On 'Expert Generalists'

On 'Expert Generalists'
Photo by MAURO FOSSATI / Unsplash

I enjoy being a software engineer. Despite the general image of a developer, I found myself reading a lot more than I write. Be it a blog, an api doc, or even the code itself. One of my greatest joys in these readings is encountering an idea, a comment, or a piece of information that makes me say, 'aha!' As a curious mind, I like to pass that content around and hear people's perspectives on it. It's the same motivation that made me curate Signals & Noise.

Recently, I read an article that I'd classify as provocative, as I described above. It's Expert Generalist by Martin Fowler. I assume that if you're a person in tech, you already know that name; otherwise, search that on the internet, you will not regret it. In this article, Martin Fowler explains the term that they came up with at Thoughtworks. They come up with this term to object to the tendency to separate effective software developers from the chaff by the specifics of tooling. I agree with the observation of the industry-wide push for narrow skills. I see lots of job postings with specific requirements, such as '+5 years of experience with Python'. Sometimes even more specific, like '+3 years of experience with Django'.

On the contrary, Martin Fowler says we need more expert generalists. He defines expert generalists as individuals with a detailed command of one domain's inner workings, who are also quick learners with solid understandings of the underlying fundamentals that run beneath shifting tools and trends. That definition made me think. What are the fundamentals behind my tech stack? Do I have any idea about them? What kind of needs triggered the development of those techs? My answers are not important. The importance is the shift that those questions invoked. Up until this moment, I was also caught by the general trends. While searching for jobs, I was using the same narrow skill set as a filter.
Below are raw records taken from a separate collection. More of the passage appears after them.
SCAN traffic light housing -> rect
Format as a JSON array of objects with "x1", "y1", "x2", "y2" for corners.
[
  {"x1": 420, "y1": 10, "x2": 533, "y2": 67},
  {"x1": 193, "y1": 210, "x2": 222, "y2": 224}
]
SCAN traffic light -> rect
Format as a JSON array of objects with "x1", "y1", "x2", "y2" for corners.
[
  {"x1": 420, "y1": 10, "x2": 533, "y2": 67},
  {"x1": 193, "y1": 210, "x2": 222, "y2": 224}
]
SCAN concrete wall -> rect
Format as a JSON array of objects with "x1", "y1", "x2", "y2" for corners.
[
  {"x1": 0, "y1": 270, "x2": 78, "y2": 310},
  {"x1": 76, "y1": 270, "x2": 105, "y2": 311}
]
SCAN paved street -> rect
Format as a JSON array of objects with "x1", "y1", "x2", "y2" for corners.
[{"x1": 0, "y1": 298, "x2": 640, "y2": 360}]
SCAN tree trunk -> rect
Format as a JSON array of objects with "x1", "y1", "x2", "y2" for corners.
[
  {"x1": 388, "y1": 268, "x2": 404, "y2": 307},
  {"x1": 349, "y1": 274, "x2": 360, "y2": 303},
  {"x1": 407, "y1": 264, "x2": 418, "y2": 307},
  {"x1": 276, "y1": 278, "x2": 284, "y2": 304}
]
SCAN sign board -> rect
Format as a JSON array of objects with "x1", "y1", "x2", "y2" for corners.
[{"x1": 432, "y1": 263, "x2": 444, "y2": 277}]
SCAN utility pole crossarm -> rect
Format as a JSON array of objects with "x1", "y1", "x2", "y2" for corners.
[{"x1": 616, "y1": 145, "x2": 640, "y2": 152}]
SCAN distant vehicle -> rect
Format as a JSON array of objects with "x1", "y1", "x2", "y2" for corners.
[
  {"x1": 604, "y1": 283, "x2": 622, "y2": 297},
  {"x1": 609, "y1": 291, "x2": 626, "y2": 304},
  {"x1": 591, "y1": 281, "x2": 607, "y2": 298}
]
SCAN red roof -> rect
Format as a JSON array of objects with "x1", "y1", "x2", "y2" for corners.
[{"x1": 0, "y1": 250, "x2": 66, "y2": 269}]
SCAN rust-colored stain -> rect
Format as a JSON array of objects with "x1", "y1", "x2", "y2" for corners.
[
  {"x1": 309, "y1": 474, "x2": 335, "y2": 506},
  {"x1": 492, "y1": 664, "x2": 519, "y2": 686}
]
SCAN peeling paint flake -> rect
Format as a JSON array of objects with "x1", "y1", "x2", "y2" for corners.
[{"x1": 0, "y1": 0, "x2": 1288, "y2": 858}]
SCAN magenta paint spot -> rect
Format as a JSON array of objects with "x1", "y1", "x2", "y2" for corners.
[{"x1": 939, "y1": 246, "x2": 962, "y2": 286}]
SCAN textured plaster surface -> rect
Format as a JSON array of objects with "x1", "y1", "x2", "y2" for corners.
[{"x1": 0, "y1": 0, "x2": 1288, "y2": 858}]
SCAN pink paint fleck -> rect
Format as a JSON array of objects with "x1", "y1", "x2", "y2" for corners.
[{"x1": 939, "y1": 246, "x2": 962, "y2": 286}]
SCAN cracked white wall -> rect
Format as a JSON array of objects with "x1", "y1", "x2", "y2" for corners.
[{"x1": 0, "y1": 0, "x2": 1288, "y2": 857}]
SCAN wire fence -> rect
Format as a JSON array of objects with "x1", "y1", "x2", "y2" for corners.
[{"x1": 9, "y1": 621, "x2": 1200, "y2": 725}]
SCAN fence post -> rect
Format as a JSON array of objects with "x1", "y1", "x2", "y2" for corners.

While developing my skills, I was more focused on the tools themselves rather than the problems they solve.

However, while working in a team, I have never hesitated to take on a task that is outside of my expertise or responsibility. I focused on end-to-end development experience by contributing to CI/CD pipelines, infrastructure-related updates, and even frontend development, although my expertise lies in backend development. For example, I'm currently trying to acquire some ML skills to be more valuable in my team as an MLOps professional.

Finally, this article made me realize the value of extending my existing curiosity not only horizontally across domains but also vertically within a domain, using a detail-oriented lens to see the underlying fundamentals that are shared across domains, which I already have an interest in. Here are some takeaways I noted from the article for myself:

  • Perspective change from "what tool" to "which principles".
  • Keep an eye on the intersections of the systems where the faults often sit.
  • Building the miniature exercises can lead to a better understanding of the underlying principles.
    • Building your own Kafka.
    • A miniature Delta Lake.
    • Writing your own Kubernetes components.
  • In our field, the flexible mind is not a nice-to-have but a must-have.